Directory Server 6.3 implements a new password policy. For details on configuration of the new password policy, see Chapter 8, Directory Server Password Policy, in Sun Java System Directory Server Enterprise Edition 6.3 Administration Guide. The attributes that define the password policy are stored in the entry cn=Password Policy,cn=config. Note that in Directory Server 5.1, password policy attributes were located directly under cn=config.
Directory Server 6.3 introduces the new pwdPolicy object class. The attributes of this object class replace the old password policy attributes. For a description of these new attributes see the pwdPolicy(5dsoc) man page.

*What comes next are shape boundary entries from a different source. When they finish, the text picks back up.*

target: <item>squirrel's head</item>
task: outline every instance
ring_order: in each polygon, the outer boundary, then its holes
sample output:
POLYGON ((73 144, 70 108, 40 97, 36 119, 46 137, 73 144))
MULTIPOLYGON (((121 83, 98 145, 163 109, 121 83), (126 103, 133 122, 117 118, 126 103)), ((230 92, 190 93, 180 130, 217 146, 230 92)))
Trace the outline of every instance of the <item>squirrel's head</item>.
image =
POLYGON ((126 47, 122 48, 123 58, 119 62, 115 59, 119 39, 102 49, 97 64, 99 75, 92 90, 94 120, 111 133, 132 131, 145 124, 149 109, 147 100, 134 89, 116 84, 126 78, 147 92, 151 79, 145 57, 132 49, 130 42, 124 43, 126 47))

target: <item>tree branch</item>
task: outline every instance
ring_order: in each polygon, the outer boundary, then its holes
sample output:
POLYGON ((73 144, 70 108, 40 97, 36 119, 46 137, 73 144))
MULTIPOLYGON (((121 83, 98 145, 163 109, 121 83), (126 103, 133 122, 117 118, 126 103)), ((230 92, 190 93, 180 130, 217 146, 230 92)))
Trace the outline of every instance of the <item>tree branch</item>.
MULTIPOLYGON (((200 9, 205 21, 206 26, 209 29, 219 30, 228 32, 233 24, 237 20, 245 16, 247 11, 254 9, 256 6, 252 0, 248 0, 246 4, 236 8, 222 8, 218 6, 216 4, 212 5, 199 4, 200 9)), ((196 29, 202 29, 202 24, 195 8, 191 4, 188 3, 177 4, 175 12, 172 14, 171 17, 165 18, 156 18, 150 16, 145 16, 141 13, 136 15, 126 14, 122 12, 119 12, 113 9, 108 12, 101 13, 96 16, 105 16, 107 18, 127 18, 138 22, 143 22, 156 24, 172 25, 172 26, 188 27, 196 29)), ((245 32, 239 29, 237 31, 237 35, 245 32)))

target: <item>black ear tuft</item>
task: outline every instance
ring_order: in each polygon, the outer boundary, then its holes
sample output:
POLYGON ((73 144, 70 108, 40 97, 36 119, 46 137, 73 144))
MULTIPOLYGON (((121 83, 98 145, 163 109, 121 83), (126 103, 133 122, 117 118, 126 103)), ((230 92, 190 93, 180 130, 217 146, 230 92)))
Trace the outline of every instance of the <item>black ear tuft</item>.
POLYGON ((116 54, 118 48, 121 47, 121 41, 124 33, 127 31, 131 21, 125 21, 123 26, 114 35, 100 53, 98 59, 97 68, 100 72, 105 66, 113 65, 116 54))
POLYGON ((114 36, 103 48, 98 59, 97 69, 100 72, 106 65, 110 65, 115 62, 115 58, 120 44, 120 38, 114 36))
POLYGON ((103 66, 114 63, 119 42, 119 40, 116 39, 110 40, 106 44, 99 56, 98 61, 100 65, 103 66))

By default, the new password policy is backward compatible with the old password policy. However, because backward compatibility is not guaranteed indefinitely, you should migrate to the new password policy as soon as is convenient for your deployment. For information about password policy compatibility, see Password Policy Compatibility.
While Directory Server 6.3 automatically manages coexistence between new and old password policies and entry operational attributes during migration and subsequent operations, you need to migrate any applications that refer to the old password policy attributes. The following table provides a mapping of the legacy password policy configuration attributes to the new attributes.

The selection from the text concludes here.